Esta questão é curiosa. Há uns anos, no âmbito da investigação que realizei para minha tese de mestrado, entrevistei jovens casais coabitantes há no máximo um ano. O meu objetivo foi compreender quais as temáticas que considerariam importantes a abordar num eventual programa de preparação para o casamento (sem vinculação religiosa) e, curiosamente, todos concordavam que a comunicação seria um tema essencial.
De facto todos estamos continuamente a comunicar verbal e não verbalmente e essa informação que enviamos e recebemos tem impacto no casal. É para todos nós inevitável comunicar, contudo, também nos é natural desenvolver padrões de comunicação, mesmo disfuncionais, sem tomarmos consciência se estamos a transmitir o que queremos, como queremos, para a finalidade que desejamos. E, surpresa das surpresas, todos sabemos conscientemente a importância desta temática, mas pouco sabemos acerca de como alterar os nossos padrões comunicacionais e os casais sentem isto na pele diariamente.
Não será então de estranhar que por vezes nos sintamos estagnados em relacionamentos sem saber para onde avançar ou como avançar. Porque não nos sentimos ouvidos, compreendidos, porque não conseguimos transmitir aquilo que sentimos, etc.

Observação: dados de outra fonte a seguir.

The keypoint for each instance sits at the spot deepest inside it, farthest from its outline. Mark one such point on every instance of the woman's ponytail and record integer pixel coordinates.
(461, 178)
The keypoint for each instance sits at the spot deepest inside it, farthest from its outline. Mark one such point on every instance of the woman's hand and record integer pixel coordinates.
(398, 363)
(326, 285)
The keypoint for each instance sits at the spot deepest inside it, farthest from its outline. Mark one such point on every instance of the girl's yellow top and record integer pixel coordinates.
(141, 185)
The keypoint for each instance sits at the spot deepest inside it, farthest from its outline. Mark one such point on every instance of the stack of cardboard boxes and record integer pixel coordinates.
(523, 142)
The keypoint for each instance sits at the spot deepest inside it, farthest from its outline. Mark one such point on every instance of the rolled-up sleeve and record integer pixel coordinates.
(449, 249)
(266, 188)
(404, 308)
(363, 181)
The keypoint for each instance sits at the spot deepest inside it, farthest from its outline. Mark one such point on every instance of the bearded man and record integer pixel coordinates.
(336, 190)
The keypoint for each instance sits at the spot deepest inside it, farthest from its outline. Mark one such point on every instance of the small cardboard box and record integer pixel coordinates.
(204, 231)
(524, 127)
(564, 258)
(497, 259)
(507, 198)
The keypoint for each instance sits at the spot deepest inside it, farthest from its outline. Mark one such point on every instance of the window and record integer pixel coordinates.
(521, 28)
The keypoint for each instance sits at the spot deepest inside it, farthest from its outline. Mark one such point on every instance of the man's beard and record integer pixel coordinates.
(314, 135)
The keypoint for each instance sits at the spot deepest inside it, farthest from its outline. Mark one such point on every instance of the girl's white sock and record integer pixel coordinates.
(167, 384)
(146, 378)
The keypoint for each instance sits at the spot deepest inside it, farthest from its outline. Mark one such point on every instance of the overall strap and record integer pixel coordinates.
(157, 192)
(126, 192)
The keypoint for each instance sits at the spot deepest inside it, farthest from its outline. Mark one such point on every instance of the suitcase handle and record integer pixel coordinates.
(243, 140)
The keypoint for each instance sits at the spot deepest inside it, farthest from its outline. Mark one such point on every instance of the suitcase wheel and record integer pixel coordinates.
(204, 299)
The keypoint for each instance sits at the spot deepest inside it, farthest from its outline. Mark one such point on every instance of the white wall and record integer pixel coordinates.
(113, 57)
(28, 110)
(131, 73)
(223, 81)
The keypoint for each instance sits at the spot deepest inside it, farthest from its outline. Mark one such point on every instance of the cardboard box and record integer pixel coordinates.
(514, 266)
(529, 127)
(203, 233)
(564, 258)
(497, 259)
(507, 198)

E todos estes bloqueios ou obstáculos têm também impacto numa relação sexual satisfatória.
Muitas vezes, o trabalho terapêutico passa por tomar consciência dos padrões de comunicação que temos, curar os canais de comunicação que muitas vezes se tornam viciados apesar de insatisfatórios e desenvolver novas estratégias, mais funcionais, para transmitir as mensagens pretendidas. No fundo, pedir ajuda para sermos melhores enquanto pessoas e companheiros não deve ser vergonha mas o reconhecimento de que trazemos bagagens diferentes e todos nós temos pedaços por resolver no sentido de alcançarmos finalmente a pessoa que desejamos ser.